Autre option : l’embargo économique. Exclu, car sur la communauté internationale plane encore le spectre de celui imposé à l’Irak, au lendemain de l’invasion du Koweït. Un fiasco retentissant et sans précédent, qui s’est soldé par une terrible catastrophe humanitaire et une corruption à grande échelle, récemment mise à jour.
Ne reste donc plus que la solution militaire. Irréaliste. Aucune nation ne prendrait le risque d’une telle initiative. D’autant plus qu’aucune n’en a les moyens. Quant aux États-Unis, les seuls à même de déclencher une telle opération, ils ont grillé leur dernière cartouche en Irak. Par ailleurs, "chat échaudé craignant l’eau froide", cette fois-ci, les États-Unis réfléchiront à deux fois.
Parfaitement au fait des faiblesses de la communauté internationale, le président iranien en profite pour pousser les feux. La seule incertitude et, donc, crainte, est qu’Israël pourrait très bien décider une opération militaire unilatérale, éclair et punitive, en détruisant les sites nucléaires. Mais, pour l’heure, avec la vacance du pouvoir politique et les prochaines élections en mars, Israël a d’autres préoccupations.
Cependant, la communauté internationale semble prêter des intentions au président iranien en matière de nucléaire. Jusqu’ici, nulle trace en effet, dans ses discours et déclarations, pourtant provocateurs, qui font croire à la conduite d’un programme nucléaire à vocation militaire. La communauté internationale a donc seulement une présomption. Cette présomption suffit-elle à condamner un pays ? Certainement pas. Tel est la quadrature du cercle, à laquelle est confrontée la communauté internationale. Le président iranien le sait, voilà pourquoi il avance ses pions, sûrement. Cependant, croire que l’Iran n’est animé d’aucune ambition en matière de nucléaire militaire, c’est faire preuve d’angélisme et de naïveté.
Le président iranien a mal joué en tenant des propos de la pire espèce sur Israël, en souhaitant que le pays "soit rayé de la carte", et en émettant des doutes sur la réalité de la Shoah.
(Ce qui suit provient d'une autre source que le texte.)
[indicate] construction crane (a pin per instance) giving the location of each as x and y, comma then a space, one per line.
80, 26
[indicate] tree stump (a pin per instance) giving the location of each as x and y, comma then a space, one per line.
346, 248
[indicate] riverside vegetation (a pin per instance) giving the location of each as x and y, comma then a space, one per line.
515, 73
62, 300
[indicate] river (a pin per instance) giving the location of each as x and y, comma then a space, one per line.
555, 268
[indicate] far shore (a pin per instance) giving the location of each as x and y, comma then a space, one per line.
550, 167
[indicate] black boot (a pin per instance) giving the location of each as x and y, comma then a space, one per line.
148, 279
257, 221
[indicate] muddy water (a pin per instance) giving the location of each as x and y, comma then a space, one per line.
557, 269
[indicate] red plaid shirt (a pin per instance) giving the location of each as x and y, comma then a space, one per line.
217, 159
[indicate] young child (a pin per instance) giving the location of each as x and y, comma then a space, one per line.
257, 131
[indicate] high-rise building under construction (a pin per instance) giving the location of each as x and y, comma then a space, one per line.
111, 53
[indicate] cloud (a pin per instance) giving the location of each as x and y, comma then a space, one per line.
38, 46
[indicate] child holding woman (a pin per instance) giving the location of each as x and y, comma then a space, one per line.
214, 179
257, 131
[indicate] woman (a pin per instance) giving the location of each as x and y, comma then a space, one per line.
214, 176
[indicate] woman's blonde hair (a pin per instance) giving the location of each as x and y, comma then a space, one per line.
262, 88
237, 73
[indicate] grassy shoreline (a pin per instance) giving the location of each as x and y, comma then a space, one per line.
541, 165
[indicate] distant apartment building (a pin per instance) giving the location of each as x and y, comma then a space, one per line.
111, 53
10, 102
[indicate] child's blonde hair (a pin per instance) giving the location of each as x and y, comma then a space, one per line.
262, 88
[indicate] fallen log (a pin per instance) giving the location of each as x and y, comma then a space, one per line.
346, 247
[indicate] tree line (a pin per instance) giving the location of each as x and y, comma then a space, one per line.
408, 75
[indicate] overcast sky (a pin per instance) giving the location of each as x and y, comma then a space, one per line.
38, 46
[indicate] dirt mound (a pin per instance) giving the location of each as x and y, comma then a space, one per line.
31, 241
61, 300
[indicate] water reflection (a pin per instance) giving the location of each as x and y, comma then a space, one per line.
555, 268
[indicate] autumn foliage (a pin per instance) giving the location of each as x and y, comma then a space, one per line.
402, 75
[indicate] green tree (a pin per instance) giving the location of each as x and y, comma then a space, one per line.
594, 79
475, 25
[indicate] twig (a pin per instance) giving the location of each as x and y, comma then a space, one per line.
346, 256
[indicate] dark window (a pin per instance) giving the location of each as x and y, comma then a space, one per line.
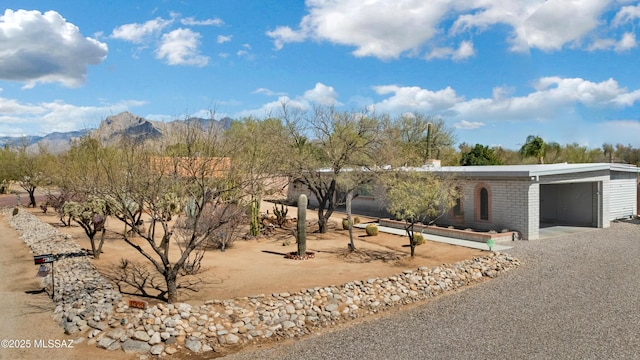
484, 204
457, 209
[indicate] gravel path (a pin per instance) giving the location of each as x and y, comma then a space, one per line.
574, 297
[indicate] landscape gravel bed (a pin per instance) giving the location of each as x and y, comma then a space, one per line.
574, 297
89, 306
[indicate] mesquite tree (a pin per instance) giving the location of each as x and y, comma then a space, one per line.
260, 150
419, 197
197, 183
301, 229
91, 215
336, 158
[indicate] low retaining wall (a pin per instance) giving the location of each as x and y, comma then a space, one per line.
95, 311
454, 233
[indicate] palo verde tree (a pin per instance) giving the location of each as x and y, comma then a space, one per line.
30, 169
340, 145
79, 188
419, 197
91, 214
192, 193
415, 138
535, 147
479, 155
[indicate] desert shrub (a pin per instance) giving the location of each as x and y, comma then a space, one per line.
418, 239
281, 214
371, 230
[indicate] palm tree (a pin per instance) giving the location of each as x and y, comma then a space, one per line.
534, 147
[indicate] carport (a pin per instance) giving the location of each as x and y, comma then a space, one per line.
570, 204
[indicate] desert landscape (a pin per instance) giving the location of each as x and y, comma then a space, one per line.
247, 268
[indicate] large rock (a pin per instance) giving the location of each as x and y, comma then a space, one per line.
155, 339
193, 344
156, 349
135, 346
105, 342
141, 335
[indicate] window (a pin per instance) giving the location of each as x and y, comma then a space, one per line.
458, 210
482, 203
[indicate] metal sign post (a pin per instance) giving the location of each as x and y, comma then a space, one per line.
46, 259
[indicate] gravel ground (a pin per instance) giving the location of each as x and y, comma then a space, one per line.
574, 297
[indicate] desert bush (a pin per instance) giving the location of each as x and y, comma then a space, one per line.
371, 230
281, 214
418, 239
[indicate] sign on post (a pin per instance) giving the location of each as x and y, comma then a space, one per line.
46, 259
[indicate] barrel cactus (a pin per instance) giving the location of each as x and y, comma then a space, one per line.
371, 230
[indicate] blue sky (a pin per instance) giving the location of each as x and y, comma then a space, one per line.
494, 70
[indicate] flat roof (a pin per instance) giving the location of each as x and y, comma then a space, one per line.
528, 170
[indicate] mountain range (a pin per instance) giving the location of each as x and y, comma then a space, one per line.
113, 129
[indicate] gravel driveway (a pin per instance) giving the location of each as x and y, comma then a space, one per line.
574, 297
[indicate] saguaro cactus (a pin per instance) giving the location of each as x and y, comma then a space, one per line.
302, 225
255, 217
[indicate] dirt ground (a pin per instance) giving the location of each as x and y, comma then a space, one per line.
249, 267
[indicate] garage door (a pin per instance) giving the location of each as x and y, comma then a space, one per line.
569, 204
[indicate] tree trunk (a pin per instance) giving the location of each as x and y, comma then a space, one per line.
172, 287
322, 224
412, 245
32, 197
96, 255
352, 246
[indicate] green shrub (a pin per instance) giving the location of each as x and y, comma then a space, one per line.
418, 239
371, 230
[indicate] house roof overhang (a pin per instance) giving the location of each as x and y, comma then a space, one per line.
528, 171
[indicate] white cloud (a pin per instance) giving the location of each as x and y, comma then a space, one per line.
275, 107
180, 47
138, 33
464, 51
322, 95
559, 22
284, 34
389, 29
415, 98
190, 21
550, 96
468, 125
223, 39
379, 28
245, 52
627, 14
45, 48
268, 92
47, 117
627, 42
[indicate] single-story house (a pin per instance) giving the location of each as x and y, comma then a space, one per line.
527, 197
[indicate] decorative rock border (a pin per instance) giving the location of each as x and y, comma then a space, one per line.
91, 307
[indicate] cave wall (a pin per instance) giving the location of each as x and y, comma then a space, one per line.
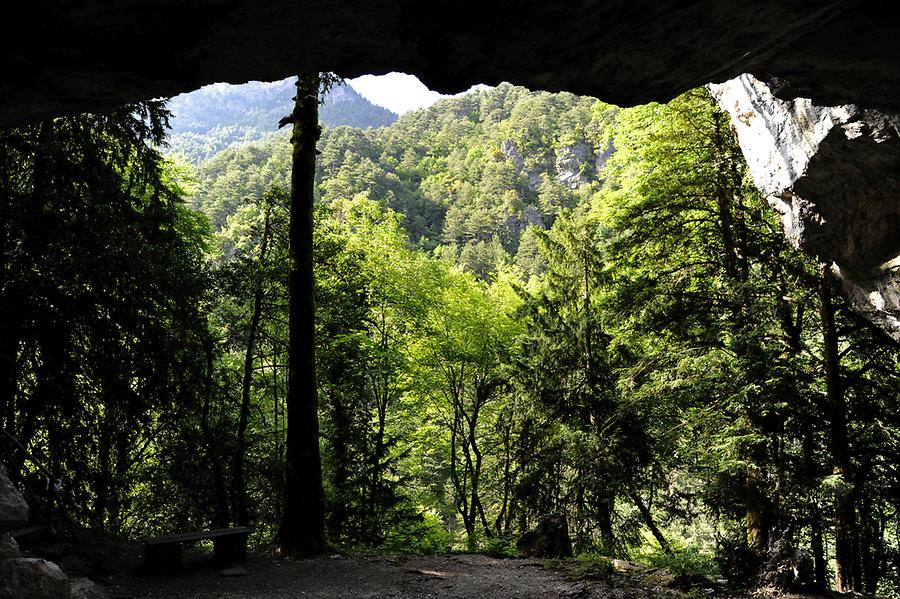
832, 169
833, 174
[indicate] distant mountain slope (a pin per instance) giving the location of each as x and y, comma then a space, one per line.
219, 116
471, 175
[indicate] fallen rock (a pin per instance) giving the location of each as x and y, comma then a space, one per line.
787, 568
8, 547
85, 588
32, 578
550, 538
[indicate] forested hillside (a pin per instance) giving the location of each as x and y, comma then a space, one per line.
526, 304
218, 116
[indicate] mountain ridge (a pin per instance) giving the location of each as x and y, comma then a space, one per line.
219, 116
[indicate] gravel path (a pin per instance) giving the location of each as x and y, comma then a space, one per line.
460, 576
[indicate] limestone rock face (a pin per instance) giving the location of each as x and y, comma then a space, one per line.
570, 163
833, 173
32, 578
509, 148
13, 509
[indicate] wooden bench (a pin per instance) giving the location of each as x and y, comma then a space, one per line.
229, 544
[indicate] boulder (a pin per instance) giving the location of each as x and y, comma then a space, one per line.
787, 568
32, 578
8, 547
13, 509
85, 588
550, 538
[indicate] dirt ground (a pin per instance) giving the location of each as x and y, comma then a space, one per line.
458, 576
115, 564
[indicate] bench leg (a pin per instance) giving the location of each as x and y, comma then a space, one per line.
230, 549
162, 557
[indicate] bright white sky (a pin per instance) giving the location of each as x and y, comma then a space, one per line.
397, 92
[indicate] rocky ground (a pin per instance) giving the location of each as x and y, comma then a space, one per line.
458, 576
116, 565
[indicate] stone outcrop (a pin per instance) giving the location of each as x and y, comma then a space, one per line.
550, 538
571, 162
833, 174
13, 509
31, 577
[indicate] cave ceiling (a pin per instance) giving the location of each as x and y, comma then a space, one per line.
832, 173
63, 56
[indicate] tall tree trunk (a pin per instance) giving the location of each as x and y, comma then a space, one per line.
212, 447
242, 512
844, 508
651, 524
303, 519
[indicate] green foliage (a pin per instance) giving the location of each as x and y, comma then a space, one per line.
221, 116
687, 559
504, 330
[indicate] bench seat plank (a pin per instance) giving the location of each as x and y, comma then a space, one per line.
187, 537
164, 552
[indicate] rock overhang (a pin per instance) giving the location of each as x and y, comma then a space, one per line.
66, 56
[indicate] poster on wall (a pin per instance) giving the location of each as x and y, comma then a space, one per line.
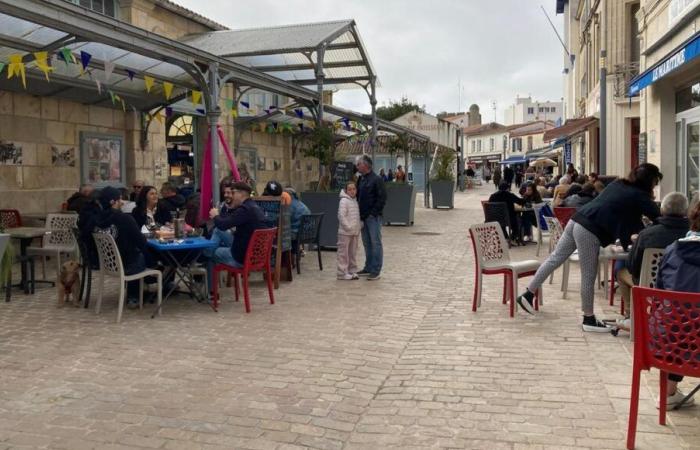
103, 160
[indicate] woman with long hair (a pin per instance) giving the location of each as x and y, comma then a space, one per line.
615, 214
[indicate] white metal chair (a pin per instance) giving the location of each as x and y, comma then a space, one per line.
111, 266
58, 241
493, 258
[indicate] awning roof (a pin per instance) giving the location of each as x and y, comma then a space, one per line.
570, 127
291, 52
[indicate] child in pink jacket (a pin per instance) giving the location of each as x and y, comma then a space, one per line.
349, 228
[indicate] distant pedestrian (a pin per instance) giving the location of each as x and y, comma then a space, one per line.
349, 228
371, 195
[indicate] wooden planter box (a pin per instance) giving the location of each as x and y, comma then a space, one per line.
326, 203
400, 204
442, 194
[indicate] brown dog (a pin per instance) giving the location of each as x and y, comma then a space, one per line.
69, 283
Une rhétorique fascisante, qui a légitimement avivé les pires craintes sur les futures intentions des autorités iraniennes, notamment dans le nucléaire, parmi les grandes puissances. En effet, comment considérer que l’Iran s’en tient à un programme exclusivement à des fins civiles, après la tenue de propos si outrageusement belliqueux ?
C’est sans compter aussi sur la volonté de s’imposer comme une puissance régionale, d’asseoir son leadership, une constante dans la politique des autorités iraniennes. Une ambition exhumée et plus que jamais brandie comme le vecteur de l’exaltation nationaliste, le ferment d’une unité d’un peuple, au moment même où son plus grand rival, l’Irak, a un genou et demi à terre.
Afficher son ambition (économique, politique, géographique...) n’a rien d’irréprochable en soi. Parfois, c’est le choix des moyens pour y arriver qui est discutable, voire critiquable. Tel est le problème de l’Iran aujourd’hui.